This project provides a comprehensive sentiment analysis pipeline that fetches data from Mastodon, analyses sentiment, generates descriptive summaries, and visualises the results. It also supports generating trend visualisations based on historical data.
- Fetch data from Mastodon or BlueSky (support for BlueSky to be added).
- Analyse sentiment using VADER Sentiment Analyzer.
- Generate descriptive summaries of sentiment data.
- Visualise sentiment distributions.
- Generate trend visualisations based on historical data.
- Python 3.8 or higher
- Pip (Python package installer)
-
Clone the repository:
git clone https://github.com/yourusername/sentiment-analysis-pipeline.git cd sentiment-analysis-pipeline
-
Install the required Python packages:
pip install -r requirements.txt
Create a .env file in the root directory of the project and add your Mastodon credentials:
MASTODON_CLIENT_ID=your_client_id
MASTODON_CLIENT_SECRET=your_client_secret
MASTODON_ACCESS_TOKEN=your_access_token
MASTODON_API_BASE_URL=https://mastodon.social
The main.py script is the entry point for the pipeline. It accepts various parameters to control its behaviour.
- --terms: Terms for analysis (space-separated list for multiple terms). Required.
- --source: Source to retrieve data from (mastodon, bluesky, all). Default is mastodon.
- --fetch-behaviour: Behaviour for fetching data:
- reuse-last: Reuse the last run's data if available; otherwise, fetch new data.
- always-fetch: Always fetch new data from the API.
- last-run-or-error: Use the last run's data or exit with an error if no previous data is available.
- specified-run-or-error: Use specified run's data or exit with an error if not available.
- --output-dir: Directory to save output files. Default is
output
. - --mode: Operation mode:
- fetch: Just fetch and store data.
- fetch-analyse: Fetch and analyse data.
- analyse-visualise: Re-analyse last fetched run and visualise.
- visualise: Visualise last analysed run.
- trend-analysis: Generate trend visualisations based on all runs.
- full-analysis: Fetch new data, analyse, summarise, and generate all visualisations.
- --resample-period: Resampling period for trend analysis (e.g., H for hourly, D for daily). Default is H.
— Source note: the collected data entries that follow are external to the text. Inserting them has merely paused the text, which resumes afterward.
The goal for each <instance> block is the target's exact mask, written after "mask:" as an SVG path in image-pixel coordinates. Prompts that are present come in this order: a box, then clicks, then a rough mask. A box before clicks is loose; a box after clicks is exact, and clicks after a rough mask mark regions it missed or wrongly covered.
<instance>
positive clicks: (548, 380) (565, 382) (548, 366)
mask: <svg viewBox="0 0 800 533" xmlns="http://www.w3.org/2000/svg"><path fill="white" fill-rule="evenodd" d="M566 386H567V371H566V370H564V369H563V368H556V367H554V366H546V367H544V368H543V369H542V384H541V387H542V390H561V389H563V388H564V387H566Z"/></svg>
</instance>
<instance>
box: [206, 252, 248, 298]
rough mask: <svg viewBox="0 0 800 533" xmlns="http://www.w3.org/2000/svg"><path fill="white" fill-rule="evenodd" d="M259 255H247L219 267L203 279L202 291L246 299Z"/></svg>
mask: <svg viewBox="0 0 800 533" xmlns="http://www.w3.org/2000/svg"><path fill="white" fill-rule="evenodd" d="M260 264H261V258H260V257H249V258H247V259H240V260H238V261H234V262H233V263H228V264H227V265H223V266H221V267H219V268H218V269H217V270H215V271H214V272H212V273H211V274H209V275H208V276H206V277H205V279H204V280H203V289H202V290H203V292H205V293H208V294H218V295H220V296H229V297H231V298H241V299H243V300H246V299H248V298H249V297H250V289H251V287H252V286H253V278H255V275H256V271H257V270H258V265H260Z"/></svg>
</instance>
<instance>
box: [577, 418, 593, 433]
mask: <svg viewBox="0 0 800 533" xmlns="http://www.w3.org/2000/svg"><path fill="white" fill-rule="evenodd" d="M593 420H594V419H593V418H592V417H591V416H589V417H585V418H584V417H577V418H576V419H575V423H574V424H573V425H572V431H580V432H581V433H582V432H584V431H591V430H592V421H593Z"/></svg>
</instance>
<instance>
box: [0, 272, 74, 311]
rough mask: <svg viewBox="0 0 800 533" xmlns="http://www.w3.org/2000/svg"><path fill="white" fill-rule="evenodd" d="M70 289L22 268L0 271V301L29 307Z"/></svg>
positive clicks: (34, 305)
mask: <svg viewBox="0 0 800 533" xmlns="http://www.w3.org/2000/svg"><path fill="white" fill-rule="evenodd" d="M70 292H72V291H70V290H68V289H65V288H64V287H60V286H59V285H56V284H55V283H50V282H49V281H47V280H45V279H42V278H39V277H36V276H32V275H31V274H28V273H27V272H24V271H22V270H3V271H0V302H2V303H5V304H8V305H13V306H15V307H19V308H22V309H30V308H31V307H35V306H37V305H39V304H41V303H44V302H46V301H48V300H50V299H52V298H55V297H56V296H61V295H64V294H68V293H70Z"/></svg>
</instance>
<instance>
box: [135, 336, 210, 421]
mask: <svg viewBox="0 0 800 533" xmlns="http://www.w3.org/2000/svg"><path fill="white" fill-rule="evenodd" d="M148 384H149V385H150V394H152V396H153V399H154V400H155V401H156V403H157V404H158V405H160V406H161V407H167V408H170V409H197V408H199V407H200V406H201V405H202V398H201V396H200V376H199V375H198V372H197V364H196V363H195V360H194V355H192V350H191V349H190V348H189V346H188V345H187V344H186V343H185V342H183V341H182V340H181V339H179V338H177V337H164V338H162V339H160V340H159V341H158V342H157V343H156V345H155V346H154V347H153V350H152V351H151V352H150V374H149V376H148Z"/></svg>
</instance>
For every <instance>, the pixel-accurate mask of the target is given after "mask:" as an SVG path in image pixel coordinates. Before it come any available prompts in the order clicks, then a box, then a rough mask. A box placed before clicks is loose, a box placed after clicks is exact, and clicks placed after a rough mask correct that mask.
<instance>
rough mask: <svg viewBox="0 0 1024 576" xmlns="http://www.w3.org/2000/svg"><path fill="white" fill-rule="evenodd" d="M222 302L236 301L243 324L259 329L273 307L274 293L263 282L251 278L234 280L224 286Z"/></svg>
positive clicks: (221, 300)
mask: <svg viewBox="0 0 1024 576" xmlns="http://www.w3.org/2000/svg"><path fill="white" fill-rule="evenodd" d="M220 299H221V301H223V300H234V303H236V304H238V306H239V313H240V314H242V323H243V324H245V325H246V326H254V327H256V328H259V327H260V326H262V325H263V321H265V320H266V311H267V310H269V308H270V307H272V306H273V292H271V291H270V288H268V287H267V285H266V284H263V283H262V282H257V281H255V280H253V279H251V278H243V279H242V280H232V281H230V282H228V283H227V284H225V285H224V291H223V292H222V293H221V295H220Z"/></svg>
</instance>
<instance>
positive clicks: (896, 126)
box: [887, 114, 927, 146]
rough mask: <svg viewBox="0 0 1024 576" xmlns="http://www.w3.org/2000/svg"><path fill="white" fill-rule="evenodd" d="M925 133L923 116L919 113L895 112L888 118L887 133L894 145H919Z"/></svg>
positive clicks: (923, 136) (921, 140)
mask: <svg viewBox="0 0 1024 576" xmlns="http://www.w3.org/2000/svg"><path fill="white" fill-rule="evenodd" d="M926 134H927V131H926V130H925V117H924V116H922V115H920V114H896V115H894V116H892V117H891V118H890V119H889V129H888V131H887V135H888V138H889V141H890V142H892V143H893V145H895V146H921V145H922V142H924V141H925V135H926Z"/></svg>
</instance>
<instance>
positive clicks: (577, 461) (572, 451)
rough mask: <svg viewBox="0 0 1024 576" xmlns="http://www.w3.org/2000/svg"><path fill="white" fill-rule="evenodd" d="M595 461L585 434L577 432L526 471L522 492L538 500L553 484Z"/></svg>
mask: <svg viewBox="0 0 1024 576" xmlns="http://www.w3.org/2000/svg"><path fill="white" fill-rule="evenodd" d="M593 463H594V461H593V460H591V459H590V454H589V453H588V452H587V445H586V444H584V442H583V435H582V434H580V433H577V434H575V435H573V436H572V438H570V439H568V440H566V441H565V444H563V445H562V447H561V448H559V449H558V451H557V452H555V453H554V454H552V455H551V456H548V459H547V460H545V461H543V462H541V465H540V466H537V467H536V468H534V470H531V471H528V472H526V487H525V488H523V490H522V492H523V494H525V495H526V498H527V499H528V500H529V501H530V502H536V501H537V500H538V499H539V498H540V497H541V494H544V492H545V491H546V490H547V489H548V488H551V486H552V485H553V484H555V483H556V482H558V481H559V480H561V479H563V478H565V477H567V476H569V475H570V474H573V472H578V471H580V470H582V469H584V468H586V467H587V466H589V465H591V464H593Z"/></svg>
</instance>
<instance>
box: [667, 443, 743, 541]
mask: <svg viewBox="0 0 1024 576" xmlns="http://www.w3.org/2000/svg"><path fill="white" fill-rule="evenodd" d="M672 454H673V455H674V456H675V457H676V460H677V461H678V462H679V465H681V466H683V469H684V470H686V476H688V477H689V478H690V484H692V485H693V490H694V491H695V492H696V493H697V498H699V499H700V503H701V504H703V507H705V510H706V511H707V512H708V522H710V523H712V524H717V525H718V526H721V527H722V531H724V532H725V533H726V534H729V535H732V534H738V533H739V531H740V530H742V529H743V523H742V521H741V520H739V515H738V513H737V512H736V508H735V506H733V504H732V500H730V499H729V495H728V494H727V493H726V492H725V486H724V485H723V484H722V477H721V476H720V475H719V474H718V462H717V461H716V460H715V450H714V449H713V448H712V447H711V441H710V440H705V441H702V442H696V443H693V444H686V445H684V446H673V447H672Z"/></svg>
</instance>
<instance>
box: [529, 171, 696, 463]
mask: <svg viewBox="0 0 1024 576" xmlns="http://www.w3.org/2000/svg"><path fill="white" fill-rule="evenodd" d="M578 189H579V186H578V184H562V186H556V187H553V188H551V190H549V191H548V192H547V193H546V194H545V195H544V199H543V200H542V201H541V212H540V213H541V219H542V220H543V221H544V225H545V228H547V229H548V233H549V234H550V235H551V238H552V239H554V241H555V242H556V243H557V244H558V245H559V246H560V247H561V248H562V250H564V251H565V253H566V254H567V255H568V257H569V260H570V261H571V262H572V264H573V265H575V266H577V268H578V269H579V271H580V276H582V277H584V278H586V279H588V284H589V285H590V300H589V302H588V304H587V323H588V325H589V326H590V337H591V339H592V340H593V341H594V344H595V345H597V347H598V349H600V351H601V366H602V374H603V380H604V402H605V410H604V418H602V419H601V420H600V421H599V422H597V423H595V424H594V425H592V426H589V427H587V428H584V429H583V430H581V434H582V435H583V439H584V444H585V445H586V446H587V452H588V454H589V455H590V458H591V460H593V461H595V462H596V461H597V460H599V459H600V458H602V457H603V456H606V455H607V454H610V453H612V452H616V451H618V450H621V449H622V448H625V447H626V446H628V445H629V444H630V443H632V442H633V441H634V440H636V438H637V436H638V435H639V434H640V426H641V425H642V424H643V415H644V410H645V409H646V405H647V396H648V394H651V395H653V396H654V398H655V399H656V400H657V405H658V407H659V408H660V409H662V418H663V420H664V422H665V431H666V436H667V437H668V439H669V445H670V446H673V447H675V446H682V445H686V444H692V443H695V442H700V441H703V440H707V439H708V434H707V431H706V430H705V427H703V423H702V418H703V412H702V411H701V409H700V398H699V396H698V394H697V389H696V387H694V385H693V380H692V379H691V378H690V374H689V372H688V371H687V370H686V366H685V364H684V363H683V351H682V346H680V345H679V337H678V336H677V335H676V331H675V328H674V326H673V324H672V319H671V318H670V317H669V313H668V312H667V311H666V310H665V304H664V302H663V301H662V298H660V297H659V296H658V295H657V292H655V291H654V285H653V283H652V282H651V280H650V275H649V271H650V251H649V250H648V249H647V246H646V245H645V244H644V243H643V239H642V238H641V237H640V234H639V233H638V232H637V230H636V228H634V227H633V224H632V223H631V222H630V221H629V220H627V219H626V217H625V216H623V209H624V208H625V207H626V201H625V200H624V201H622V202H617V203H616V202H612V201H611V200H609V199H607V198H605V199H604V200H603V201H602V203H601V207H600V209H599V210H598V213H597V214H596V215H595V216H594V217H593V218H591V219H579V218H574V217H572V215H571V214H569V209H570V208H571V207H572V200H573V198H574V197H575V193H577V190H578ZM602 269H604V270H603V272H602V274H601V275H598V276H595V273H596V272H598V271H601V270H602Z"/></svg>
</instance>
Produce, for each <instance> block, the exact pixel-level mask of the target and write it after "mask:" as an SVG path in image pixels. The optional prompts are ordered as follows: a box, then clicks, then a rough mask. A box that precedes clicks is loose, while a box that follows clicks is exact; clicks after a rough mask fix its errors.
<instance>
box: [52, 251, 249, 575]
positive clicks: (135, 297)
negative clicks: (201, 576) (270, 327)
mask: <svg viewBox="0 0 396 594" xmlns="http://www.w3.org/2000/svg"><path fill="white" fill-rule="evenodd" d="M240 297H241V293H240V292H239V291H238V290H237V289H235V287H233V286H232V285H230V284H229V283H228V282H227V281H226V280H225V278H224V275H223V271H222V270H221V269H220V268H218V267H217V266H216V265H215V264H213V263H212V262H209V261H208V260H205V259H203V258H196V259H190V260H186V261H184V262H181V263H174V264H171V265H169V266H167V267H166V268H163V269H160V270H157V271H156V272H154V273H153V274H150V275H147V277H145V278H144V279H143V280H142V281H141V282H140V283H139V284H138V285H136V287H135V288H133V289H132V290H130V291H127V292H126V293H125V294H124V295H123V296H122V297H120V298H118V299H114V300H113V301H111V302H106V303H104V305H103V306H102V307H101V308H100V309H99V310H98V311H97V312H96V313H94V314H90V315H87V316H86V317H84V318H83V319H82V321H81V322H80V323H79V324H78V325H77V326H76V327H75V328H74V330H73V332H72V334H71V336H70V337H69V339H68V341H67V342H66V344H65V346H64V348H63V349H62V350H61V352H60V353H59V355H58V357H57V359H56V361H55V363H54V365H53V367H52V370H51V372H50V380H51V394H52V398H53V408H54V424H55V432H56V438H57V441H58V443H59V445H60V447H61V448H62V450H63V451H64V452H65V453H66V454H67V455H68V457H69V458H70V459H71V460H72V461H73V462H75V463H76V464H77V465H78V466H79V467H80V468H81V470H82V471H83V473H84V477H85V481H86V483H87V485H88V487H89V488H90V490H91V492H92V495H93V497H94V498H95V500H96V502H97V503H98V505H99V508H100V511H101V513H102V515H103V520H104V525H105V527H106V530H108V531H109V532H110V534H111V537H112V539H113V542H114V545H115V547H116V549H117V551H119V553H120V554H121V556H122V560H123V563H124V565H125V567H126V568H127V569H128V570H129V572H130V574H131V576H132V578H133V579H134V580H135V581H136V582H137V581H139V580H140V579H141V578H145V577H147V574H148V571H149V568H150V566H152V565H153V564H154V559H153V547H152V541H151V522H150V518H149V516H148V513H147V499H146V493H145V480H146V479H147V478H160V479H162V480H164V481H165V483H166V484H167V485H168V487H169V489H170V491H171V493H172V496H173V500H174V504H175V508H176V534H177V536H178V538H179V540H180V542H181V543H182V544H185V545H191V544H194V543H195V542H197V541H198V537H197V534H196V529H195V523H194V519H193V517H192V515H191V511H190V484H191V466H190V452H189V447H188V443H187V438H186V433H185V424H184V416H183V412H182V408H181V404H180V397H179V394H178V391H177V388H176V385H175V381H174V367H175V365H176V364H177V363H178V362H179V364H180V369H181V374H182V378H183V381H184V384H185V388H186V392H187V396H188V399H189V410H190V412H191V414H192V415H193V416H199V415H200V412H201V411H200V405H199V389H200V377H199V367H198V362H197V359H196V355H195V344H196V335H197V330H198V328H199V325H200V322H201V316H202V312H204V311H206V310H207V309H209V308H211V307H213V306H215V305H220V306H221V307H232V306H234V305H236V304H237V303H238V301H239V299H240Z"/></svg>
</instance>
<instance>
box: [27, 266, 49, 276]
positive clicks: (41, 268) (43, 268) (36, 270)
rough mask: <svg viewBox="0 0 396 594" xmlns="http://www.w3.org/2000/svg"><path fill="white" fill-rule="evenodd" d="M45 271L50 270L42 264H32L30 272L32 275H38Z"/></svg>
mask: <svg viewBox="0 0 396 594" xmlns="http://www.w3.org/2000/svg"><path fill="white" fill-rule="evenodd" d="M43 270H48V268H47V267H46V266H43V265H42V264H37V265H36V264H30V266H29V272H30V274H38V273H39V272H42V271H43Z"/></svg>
Fetch new data, analyze, and generate all visualisations:
python main.py --terms "Biden" "Trump" --fetch-behaviour always-fetch --mode full-analysis --resample-period H
Reuse last run's data, analyse, and visualise:
python main.py --terms "Biden" "Trump" --fetch-behaviour reuse-last --mode analyse-visualise
Generate trend visualisations based on all runs:
python main.py --terms "Biden" "Trump" --mode trend-analysis --resample-period D
- main.py: Main entry point for the pipeline.
- retrieve.py: Functions for fetching data from sources.
- analyse.py: Functions for analyzing sentiment and generating summaries.
- visualise.py: Functions for visualizing sentiment distributions.
- trend_analysis.py: Functions for generating trend visualizations.
- utils.py: Utility functions for managing output directories.